Equity initiatives won’t be effective if these community-specific characteristics, such as culture, language and race, aren’t taken into account. “Recycling is a social issue,” said Elizabeth Schussler, senior director of TRP’s Center for Sustainable Behavior & Impact.
Recycling outreach programs often involve data collection on metrics like participation rates, but there aren’t always straightforward ways to collect information on the more complex barriers to participation, she added.
“If you look at participation rates or capture rates, what you don't see is who can't read the information that you're giving them [because they don’t speak the language.] You don’t see data on who is not participating because they don’t feel like they are part of the community. You might not see that someone is recycling the way they were taught in another community and haven’t picked up on local guidelines yet,” she said.
TRP’s guide includes results from a recycling barrier survey TRP conducted, which shows that most respondents believe recycling is a positive action to take but have nuanced reasons for what prevents them from participating.
White respondents reported few barriers to recycling, but respondents identified in the survey as Black or Hispanics/Latinos, aged 18-44, were more likely than others to feel “additional barriers and frustrations” related to recycling. That could include factors like costs associated with recycling, such as paying for services, or social pressures such as not seeing others recycle. One in five Hispanic/Latino respondents and those under the age of 45 “feel their neighbors or community would laugh at or judge them for recycling.”
Asian and Pacific Islander respondents reported experiencing many of these barriers, “but to a lesser degree,” the report stated.
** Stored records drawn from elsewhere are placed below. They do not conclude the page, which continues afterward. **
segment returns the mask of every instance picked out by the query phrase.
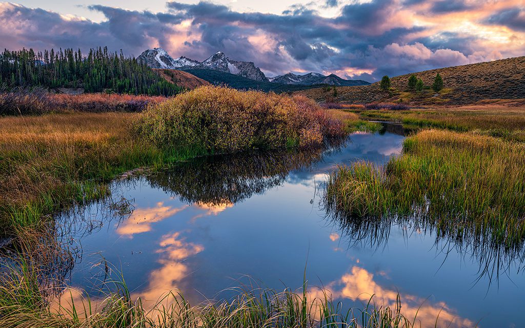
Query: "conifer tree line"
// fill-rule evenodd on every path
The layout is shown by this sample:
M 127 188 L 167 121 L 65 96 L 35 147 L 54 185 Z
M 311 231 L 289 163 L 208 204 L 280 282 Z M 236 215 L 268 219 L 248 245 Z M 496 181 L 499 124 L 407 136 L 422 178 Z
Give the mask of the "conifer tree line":
M 83 88 L 87 92 L 109 90 L 119 93 L 172 96 L 182 89 L 166 81 L 134 58 L 92 48 L 86 56 L 79 49 L 32 49 L 0 55 L 0 86 Z

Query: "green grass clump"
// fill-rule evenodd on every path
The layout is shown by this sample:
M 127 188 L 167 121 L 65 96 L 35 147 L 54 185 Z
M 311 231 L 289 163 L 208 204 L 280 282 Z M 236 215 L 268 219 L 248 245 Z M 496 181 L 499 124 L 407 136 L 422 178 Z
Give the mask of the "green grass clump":
M 26 256 L 26 255 L 24 255 Z M 81 291 L 61 290 L 46 294 L 40 288 L 44 270 L 16 261 L 8 274 L 0 274 L 0 326 L 3 328 L 411 328 L 416 318 L 395 303 L 376 305 L 371 297 L 362 309 L 343 310 L 329 291 L 309 288 L 306 279 L 297 291 L 285 289 L 234 289 L 229 300 L 191 304 L 176 291 L 160 295 L 151 305 L 133 299 L 123 279 L 107 281 L 100 296 L 91 299 Z M 122 278 L 122 277 L 120 277 Z M 320 296 L 316 296 L 320 294 Z M 436 319 L 436 320 L 437 319 Z M 436 321 L 437 322 L 437 321 Z
M 201 155 L 161 149 L 130 133 L 131 114 L 62 113 L 0 119 L 0 231 L 36 226 L 54 212 L 109 193 L 127 171 Z
M 525 115 L 520 108 L 485 105 L 471 108 L 433 108 L 392 112 L 361 111 L 363 119 L 402 122 L 421 128 L 449 130 L 458 132 L 525 141 Z
M 159 147 L 208 153 L 318 146 L 344 134 L 339 121 L 304 97 L 212 86 L 150 107 L 133 127 Z
M 329 207 L 350 216 L 410 217 L 440 236 L 511 248 L 525 238 L 525 145 L 424 131 L 384 167 L 340 167 L 326 192 Z

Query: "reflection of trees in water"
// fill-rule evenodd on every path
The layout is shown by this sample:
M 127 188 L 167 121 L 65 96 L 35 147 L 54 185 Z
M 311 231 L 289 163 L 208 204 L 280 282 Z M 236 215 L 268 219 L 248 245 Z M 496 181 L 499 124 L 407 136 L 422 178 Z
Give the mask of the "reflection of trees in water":
M 61 293 L 75 263 L 82 260 L 81 237 L 96 232 L 111 220 L 123 219 L 131 206 L 121 197 L 89 205 L 71 208 L 38 229 L 19 231 L 8 247 L 0 249 L 0 284 L 23 276 L 37 282 L 43 296 Z
M 19 231 L 8 247 L 0 250 L 0 284 L 9 285 L 8 281 L 24 276 L 26 283 L 38 284 L 43 296 L 62 290 L 75 258 L 59 231 L 52 221 L 38 230 Z
M 254 151 L 201 157 L 146 178 L 187 203 L 235 204 L 280 185 L 292 170 L 321 160 L 323 149 Z
M 386 246 L 393 229 L 402 231 L 405 238 L 414 234 L 434 236 L 434 247 L 444 255 L 456 252 L 462 260 L 469 259 L 478 266 L 475 282 L 486 279 L 489 285 L 501 274 L 519 273 L 525 269 L 525 241 L 509 246 L 495 242 L 489 234 L 458 228 L 440 229 L 438 220 L 415 214 L 412 216 L 384 216 L 356 217 L 346 215 L 324 198 L 327 218 L 337 227 L 350 247 L 361 245 L 380 249 Z
M 418 129 L 417 126 L 403 124 L 400 123 L 382 122 L 379 134 L 382 135 L 388 132 L 397 135 L 408 135 Z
The report points out that availability of recycling programs is an ongoing barrier, too.
Communities with a majority Black population are 50% less likely than the rest of the country to have automatic curbside collection. They are also 50% less likely to have any kind of recycling program, according to data from TRP’s National Recycling Database, a dataset of recycling programs in communities over 2,500 people.
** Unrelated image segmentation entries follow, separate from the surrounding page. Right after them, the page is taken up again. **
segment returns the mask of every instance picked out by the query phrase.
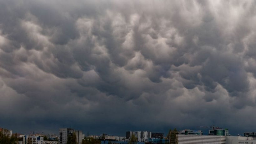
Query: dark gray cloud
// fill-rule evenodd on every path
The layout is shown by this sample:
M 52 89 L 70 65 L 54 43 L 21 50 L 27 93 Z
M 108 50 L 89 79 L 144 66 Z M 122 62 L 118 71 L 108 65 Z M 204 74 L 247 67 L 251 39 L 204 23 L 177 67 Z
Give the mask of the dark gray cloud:
M 1 1 L 0 126 L 253 131 L 255 4 Z

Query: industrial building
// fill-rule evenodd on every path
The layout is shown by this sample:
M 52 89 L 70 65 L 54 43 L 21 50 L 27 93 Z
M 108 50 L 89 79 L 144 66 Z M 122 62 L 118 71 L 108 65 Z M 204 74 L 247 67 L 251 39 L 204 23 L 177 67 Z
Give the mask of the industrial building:
M 179 132 L 179 134 L 188 135 L 202 135 L 203 132 L 202 131 L 193 131 L 189 129 L 186 129 L 180 131 Z
M 226 136 L 178 134 L 179 144 L 226 144 Z

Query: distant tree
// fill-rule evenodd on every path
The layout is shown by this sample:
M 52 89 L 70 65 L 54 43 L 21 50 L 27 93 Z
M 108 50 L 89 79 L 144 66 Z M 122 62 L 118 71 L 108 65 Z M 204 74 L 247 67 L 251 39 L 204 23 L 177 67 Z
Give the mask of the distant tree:
M 14 144 L 17 139 L 15 135 L 10 135 L 10 131 L 6 129 L 0 130 L 0 144 Z

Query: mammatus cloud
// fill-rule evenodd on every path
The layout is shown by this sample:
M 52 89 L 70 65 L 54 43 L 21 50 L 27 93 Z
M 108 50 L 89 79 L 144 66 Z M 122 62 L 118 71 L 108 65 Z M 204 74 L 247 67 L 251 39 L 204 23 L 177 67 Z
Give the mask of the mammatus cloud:
M 18 131 L 253 131 L 255 5 L 0 1 L 0 122 Z

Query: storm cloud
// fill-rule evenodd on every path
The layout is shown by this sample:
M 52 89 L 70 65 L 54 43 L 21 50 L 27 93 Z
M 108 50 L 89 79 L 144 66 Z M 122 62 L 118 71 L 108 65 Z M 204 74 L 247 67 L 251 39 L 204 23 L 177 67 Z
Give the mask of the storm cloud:
M 255 4 L 0 1 L 0 127 L 255 131 Z

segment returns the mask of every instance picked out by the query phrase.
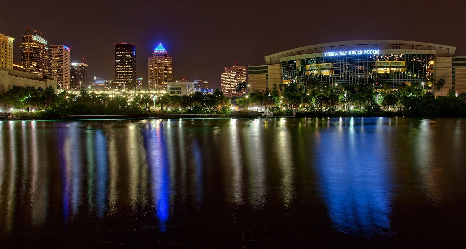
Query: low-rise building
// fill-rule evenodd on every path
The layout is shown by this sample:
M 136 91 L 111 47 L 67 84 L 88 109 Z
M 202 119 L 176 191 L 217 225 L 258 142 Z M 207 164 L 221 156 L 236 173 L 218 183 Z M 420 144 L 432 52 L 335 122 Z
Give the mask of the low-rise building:
M 194 80 L 194 86 L 197 88 L 209 88 L 209 82 L 202 80 Z
M 88 88 L 90 89 L 110 89 L 111 86 L 112 81 L 103 80 L 94 77 L 94 81 L 89 83 Z
M 192 92 L 193 81 L 170 81 L 167 83 L 167 93 L 171 95 L 186 95 Z
M 0 94 L 4 93 L 13 86 L 30 86 L 45 89 L 49 86 L 56 89 L 57 82 L 52 79 L 41 78 L 35 74 L 5 68 L 0 68 Z

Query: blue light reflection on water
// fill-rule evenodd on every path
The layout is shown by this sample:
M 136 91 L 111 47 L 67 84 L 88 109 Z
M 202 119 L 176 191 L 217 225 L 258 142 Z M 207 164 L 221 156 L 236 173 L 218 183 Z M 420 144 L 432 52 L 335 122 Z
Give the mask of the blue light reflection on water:
M 349 126 L 329 127 L 316 137 L 315 162 L 322 197 L 334 227 L 342 233 L 391 233 L 390 153 L 382 125 L 376 119 L 351 118 Z
M 165 232 L 170 210 L 170 173 L 164 124 L 159 120 L 153 120 L 145 126 L 144 133 L 155 213 L 160 231 Z
M 107 182 L 108 181 L 108 162 L 107 152 L 107 138 L 102 131 L 96 131 L 94 144 L 96 148 L 96 161 L 97 167 L 96 186 L 96 214 L 100 219 L 107 210 Z

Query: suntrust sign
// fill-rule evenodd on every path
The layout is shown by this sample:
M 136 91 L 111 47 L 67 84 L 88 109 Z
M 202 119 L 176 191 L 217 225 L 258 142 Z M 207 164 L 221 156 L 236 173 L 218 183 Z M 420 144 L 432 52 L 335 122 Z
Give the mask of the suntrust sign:
M 323 53 L 326 56 L 338 55 L 378 55 L 380 54 L 379 49 L 368 49 L 365 50 L 339 51 L 338 52 L 325 52 Z

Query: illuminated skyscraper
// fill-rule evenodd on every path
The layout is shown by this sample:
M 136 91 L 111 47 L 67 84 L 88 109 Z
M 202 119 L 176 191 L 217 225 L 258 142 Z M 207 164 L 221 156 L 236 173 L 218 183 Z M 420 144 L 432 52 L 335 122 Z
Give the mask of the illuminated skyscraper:
M 236 62 L 232 67 L 224 68 L 225 71 L 222 73 L 222 92 L 226 96 L 241 96 L 246 93 L 246 89 L 236 92 L 238 84 L 246 82 L 246 67 L 237 66 Z
M 159 43 L 149 57 L 149 88 L 165 89 L 167 83 L 173 81 L 173 58 Z
M 87 85 L 88 64 L 72 63 L 70 66 L 70 79 L 72 88 L 85 88 Z
M 119 88 L 136 85 L 136 47 L 132 44 L 115 44 L 115 80 Z
M 0 34 L 0 68 L 13 69 L 13 41 L 14 38 Z
M 141 89 L 143 88 L 143 80 L 144 79 L 142 77 L 138 77 L 136 79 L 136 89 Z
M 56 79 L 57 86 L 70 89 L 69 48 L 62 45 L 48 47 L 48 77 Z
M 209 82 L 202 80 L 194 80 L 194 87 L 196 88 L 209 88 Z
M 21 63 L 24 71 L 47 78 L 48 75 L 48 47 L 42 33 L 29 27 L 21 41 Z

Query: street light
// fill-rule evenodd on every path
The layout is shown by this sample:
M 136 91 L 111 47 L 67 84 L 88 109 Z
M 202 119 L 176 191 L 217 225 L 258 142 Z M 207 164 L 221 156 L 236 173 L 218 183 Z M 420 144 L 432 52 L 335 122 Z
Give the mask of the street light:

Recycling program coordinators who want to make their outreach more equitable face challenges, too, Schussler said. That’s because they’re sometimes working within a structure that’s slow to change or doesn’t have the staffing or resources for more complex outreach, such as appropriate translation services or trusted connections with affected communities.
“Often you see challenges with outreach because a [program] has something like a billboard or an app or mailer, and it got approved last year, so it will be approved again this year,” she said. “It can be tough to try something different.”
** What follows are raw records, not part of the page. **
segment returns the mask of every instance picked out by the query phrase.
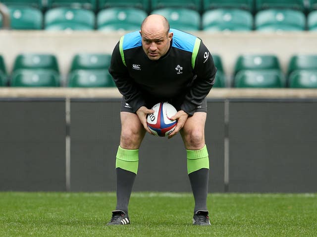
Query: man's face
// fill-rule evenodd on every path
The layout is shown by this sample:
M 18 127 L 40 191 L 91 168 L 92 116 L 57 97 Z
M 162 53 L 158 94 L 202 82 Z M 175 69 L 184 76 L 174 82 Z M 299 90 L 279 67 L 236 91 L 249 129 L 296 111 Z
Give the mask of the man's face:
M 140 33 L 142 48 L 151 60 L 158 60 L 168 51 L 173 37 L 172 32 L 160 31 L 152 33 L 150 31 L 143 30 Z

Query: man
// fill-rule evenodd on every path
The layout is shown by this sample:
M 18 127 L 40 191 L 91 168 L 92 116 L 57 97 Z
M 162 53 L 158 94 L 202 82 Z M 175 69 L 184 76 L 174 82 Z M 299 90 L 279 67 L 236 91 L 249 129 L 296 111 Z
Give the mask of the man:
M 180 132 L 187 150 L 188 174 L 195 199 L 193 224 L 210 225 L 207 207 L 209 161 L 205 144 L 206 97 L 216 69 L 197 37 L 169 29 L 165 17 L 150 15 L 141 30 L 122 36 L 109 71 L 123 95 L 121 132 L 116 159 L 117 204 L 107 225 L 130 224 L 128 204 L 136 176 L 139 148 L 146 131 L 147 116 L 155 104 L 168 101 L 177 110 L 170 138 Z

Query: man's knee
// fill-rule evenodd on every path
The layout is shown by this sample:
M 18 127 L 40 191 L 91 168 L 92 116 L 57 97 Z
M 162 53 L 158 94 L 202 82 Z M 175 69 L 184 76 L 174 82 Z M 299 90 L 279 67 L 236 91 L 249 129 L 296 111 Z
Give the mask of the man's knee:
M 199 149 L 205 145 L 205 134 L 201 129 L 193 128 L 187 131 L 184 139 L 186 147 L 190 149 Z
M 135 127 L 122 128 L 120 146 L 124 149 L 138 149 L 143 139 L 145 132 Z

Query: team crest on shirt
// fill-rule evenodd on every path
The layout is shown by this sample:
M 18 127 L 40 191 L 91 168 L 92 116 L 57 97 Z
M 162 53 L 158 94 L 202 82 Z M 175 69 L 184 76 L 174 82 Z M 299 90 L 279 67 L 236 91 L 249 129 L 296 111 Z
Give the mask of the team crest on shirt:
M 139 71 L 141 70 L 141 65 L 139 64 L 132 64 L 132 68 L 135 70 L 138 70 Z
M 176 74 L 182 74 L 183 73 L 182 70 L 183 70 L 183 67 L 180 66 L 179 65 L 177 65 L 175 68 L 175 69 L 177 71 Z

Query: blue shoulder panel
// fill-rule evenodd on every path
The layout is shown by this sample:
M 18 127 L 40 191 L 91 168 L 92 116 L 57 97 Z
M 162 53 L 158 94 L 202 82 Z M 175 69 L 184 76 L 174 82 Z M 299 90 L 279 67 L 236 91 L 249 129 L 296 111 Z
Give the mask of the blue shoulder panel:
M 123 50 L 141 46 L 141 38 L 139 31 L 128 33 L 123 37 Z
M 169 32 L 174 33 L 172 47 L 190 52 L 193 51 L 197 37 L 175 29 L 170 29 Z

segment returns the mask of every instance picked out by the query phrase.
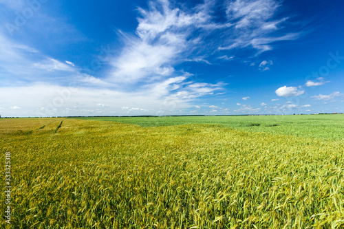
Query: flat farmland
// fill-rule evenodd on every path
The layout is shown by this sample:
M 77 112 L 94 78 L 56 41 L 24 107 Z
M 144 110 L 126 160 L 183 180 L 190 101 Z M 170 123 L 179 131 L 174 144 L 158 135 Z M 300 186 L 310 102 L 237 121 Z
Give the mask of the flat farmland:
M 343 228 L 343 115 L 1 118 L 6 227 Z

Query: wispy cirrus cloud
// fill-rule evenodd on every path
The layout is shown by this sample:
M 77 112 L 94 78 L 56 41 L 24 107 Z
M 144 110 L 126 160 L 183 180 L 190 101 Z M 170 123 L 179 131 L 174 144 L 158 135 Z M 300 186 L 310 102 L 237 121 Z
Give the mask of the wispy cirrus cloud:
M 257 54 L 273 49 L 277 41 L 294 40 L 299 32 L 286 32 L 276 35 L 288 17 L 276 18 L 280 10 L 279 1 L 273 0 L 226 1 L 228 22 L 233 26 L 233 34 L 227 40 L 228 45 L 221 50 L 233 50 L 251 47 L 257 50 Z
M 307 87 L 315 87 L 315 86 L 321 86 L 326 83 L 329 83 L 330 81 L 324 81 L 324 78 L 322 77 L 319 77 L 316 79 L 318 82 L 313 82 L 312 80 L 307 80 L 305 85 Z
M 224 19 L 221 22 L 213 14 L 219 4 L 226 8 L 219 16 Z M 251 49 L 261 53 L 272 50 L 272 43 L 301 36 L 297 32 L 270 35 L 288 21 L 275 19 L 280 5 L 273 0 L 206 1 L 191 8 L 168 0 L 151 1 L 149 5 L 148 9 L 138 8 L 136 36 L 120 32 L 125 47 L 110 62 L 110 80 L 133 84 L 161 80 L 178 74 L 175 65 L 183 61 L 211 64 L 207 58 L 233 59 L 233 56 L 218 55 L 219 50 Z M 215 33 L 224 36 L 213 36 Z M 267 70 L 268 65 L 272 65 L 271 61 L 262 62 L 259 69 Z

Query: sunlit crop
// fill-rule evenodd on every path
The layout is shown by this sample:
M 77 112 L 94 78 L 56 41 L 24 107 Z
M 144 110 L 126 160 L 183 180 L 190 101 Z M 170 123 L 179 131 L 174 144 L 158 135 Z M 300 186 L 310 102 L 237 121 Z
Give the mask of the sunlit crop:
M 0 131 L 9 228 L 344 227 L 343 138 L 62 118 Z

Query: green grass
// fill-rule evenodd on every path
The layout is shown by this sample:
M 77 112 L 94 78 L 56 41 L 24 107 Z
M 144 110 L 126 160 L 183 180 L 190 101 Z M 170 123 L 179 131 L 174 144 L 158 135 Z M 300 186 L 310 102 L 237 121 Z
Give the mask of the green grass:
M 344 139 L 344 115 L 267 116 L 86 117 L 82 120 L 112 121 L 140 127 L 211 124 L 239 131 L 265 132 L 299 137 Z
M 283 132 L 288 122 L 312 132 L 305 118 L 316 117 L 166 117 L 155 119 L 209 122 L 147 127 L 1 119 L 12 212 L 12 223 L 3 219 L 0 226 L 343 228 L 344 140 L 262 132 L 281 126 Z M 329 120 L 316 121 L 334 133 L 332 122 L 340 116 L 323 117 Z M 230 120 L 239 124 L 226 126 Z

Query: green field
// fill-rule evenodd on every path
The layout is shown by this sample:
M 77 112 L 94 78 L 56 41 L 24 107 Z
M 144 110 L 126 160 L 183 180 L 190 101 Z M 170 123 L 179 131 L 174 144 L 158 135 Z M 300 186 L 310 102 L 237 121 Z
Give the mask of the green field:
M 0 119 L 6 228 L 344 228 L 343 115 L 87 119 Z
M 186 124 L 211 124 L 238 131 L 266 132 L 300 137 L 344 139 L 344 115 L 176 116 L 176 117 L 85 117 L 82 120 L 113 121 L 141 127 L 164 127 Z

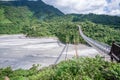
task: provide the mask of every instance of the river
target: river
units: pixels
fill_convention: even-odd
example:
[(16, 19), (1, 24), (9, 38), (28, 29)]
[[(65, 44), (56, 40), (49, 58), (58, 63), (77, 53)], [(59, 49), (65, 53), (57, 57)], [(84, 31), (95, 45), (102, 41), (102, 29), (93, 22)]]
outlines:
[[(13, 69), (29, 69), (33, 64), (41, 67), (55, 63), (64, 48), (57, 38), (26, 38), (24, 35), (0, 36), (0, 68), (12, 67)], [(79, 44), (78, 55), (94, 57), (99, 54), (92, 47)], [(65, 60), (66, 51), (60, 60)], [(75, 56), (74, 45), (69, 45), (67, 58)]]

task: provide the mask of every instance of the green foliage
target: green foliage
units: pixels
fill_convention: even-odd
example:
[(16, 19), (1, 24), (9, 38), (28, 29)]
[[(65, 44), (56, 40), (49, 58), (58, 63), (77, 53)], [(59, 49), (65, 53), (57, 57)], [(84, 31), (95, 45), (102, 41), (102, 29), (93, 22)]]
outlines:
[(11, 80), (120, 80), (120, 64), (96, 58), (73, 58), (55, 66), (38, 70), (33, 66), (29, 70), (0, 69), (0, 77)]
[(90, 21), (82, 22), (80, 25), (84, 33), (90, 38), (109, 45), (111, 45), (113, 41), (120, 42), (120, 29), (115, 29), (108, 25), (95, 24)]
Successful outreach programs that prioritize equity must recognize that different parts of a community may need different recycling solutions, she said. “Equity isn’t giving everyone in town the exact same resources,” she said.
But those programs might be more expensive, take longer to launch and require the help of community organizations and residents. Those complexities can make such programs a harder sell for municipalities or organizations that must operate within certain budget or grant requirement constraints.
“It takes buy-in from leadership to prioritize this and do things a little differently,” she said. Municipalities and states that understand such challenges “can get past that surface-level understanding of what people need.”